The meadow wildflowers, however, I do plan to grow mostly from seeds--not sure when THAT project will be ready!

(I take that back, I have collected and planted columbine and will try bloodroot again this year I know they can't be stored...but, I didn't think to protect them from critters last year.)

Nicholas Weber said...

Woodland areas can be difficult to establish from seed because of the leaf litter, but I have had some decent results in the past. Transplants do work better, but it is a lot of work. I posted a blog a while ago about the steep shady slope I constructed and planted last year if you're in need of some inspiration on how well some species grow in shade. Wild Bergamot is surprisingly shade tolerant and it's a prolific seeder to boot. I was also pleased to find out that Harebell grew well in the shade.

Do you grow any Wild Blue Phlox? I could see them doing well in this spot too and they are easy to propagate from cuttings. When I used to work at a native plant nursery I grew thousands from cuttings.
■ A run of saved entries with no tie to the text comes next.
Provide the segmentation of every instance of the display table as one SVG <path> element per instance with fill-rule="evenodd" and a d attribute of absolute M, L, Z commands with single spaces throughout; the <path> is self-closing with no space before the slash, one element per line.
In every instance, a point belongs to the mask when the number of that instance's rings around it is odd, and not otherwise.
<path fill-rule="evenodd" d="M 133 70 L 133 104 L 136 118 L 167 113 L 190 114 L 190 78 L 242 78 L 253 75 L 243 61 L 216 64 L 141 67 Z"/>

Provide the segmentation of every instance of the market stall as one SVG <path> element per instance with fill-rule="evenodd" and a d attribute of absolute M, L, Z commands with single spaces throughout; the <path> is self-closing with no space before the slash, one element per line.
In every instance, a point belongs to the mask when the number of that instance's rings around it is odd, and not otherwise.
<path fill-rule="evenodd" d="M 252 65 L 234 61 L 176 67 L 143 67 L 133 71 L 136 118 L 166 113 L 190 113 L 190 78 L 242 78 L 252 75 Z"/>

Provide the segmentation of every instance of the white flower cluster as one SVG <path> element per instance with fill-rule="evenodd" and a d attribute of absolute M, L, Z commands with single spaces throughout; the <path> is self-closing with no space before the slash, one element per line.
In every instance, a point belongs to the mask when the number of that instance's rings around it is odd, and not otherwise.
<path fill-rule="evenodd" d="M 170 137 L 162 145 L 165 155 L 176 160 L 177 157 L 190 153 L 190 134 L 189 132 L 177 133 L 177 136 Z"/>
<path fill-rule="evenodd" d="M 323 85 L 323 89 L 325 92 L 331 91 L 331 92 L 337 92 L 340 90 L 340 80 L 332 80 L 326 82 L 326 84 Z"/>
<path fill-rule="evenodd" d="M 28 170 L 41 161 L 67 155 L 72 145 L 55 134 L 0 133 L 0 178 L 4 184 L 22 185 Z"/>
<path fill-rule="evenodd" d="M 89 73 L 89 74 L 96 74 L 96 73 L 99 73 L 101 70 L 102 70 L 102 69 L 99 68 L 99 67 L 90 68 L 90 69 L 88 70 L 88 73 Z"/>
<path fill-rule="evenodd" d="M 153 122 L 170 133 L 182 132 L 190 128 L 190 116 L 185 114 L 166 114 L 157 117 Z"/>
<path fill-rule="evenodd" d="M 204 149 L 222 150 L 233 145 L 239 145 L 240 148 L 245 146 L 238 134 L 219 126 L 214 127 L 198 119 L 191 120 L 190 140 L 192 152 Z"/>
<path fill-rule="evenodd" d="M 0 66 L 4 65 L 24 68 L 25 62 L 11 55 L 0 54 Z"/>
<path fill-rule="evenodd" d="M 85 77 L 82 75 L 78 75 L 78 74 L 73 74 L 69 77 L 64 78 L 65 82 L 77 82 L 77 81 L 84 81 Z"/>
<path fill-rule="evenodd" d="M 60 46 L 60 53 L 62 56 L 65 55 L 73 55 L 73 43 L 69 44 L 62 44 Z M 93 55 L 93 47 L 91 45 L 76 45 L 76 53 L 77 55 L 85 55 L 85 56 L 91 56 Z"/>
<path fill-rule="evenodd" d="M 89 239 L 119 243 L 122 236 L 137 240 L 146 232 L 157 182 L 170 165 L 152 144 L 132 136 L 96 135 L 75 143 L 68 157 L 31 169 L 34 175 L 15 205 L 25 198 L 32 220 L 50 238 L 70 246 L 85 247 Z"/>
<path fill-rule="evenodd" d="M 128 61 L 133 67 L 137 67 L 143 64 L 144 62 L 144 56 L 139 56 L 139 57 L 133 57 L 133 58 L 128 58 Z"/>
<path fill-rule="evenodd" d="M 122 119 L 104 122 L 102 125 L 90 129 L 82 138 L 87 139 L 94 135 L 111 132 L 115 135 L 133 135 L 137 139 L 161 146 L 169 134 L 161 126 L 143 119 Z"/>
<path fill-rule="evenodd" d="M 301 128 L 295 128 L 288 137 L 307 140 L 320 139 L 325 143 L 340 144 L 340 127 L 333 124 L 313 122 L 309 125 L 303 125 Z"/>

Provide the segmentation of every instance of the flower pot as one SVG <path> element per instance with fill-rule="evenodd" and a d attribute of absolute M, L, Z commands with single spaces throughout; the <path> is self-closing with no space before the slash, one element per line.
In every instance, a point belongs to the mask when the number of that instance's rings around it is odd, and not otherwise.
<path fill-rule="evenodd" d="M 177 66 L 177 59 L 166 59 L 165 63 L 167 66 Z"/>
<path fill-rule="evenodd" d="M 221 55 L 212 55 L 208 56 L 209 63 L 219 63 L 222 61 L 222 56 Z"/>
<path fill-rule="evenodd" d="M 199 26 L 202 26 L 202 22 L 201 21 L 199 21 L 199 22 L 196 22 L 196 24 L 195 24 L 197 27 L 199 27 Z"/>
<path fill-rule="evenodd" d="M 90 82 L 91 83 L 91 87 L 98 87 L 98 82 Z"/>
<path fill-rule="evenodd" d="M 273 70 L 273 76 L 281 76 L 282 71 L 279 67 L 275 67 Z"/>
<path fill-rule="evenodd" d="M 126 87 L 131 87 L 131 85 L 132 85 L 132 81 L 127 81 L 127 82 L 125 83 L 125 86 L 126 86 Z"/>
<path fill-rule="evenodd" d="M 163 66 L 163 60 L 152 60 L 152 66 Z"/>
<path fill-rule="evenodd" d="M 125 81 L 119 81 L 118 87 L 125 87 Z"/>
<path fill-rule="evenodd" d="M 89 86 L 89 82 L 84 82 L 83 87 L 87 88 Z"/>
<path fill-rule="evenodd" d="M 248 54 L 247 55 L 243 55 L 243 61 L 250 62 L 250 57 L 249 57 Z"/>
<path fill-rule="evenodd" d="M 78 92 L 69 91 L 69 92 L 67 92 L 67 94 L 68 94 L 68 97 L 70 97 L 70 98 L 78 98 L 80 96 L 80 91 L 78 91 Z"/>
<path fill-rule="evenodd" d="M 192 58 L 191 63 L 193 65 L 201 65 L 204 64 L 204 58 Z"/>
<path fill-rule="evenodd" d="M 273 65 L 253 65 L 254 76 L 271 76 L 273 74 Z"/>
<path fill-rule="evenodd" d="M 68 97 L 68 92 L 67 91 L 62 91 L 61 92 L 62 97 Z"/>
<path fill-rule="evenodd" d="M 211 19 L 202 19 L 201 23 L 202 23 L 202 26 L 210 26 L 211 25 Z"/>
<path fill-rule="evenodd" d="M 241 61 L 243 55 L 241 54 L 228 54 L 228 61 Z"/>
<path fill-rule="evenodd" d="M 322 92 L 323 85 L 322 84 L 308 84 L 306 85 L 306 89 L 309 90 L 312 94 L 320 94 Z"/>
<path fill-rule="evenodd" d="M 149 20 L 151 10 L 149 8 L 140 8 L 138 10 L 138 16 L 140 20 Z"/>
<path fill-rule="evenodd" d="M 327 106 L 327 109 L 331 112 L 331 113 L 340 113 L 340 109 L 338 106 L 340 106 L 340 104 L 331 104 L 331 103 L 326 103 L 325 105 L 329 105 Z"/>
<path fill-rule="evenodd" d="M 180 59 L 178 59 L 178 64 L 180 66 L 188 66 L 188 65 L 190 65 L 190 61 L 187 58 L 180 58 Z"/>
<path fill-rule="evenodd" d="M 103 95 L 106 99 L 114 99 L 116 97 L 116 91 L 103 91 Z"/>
I'll be posting some pictures of mine once there isn't a pile of snow covering them...

David said...

I wouldn't have expected wild bergamot to do well in the shade, but that might be a nice addition--actually, I think I have seen Monarda didyma (beebalm) growing in a woodland setting. I'll look into harebell as well.

I definitely want to grow Phlox divaricata there and in the other woodland setting. I'll have to purchase some...thanks for letting me know about taking cuttings...I'll definitely look into that!

I'll look forward to your posted photos. :) I hope the snow melts quickly and you soon have a blanket of blooming phlox.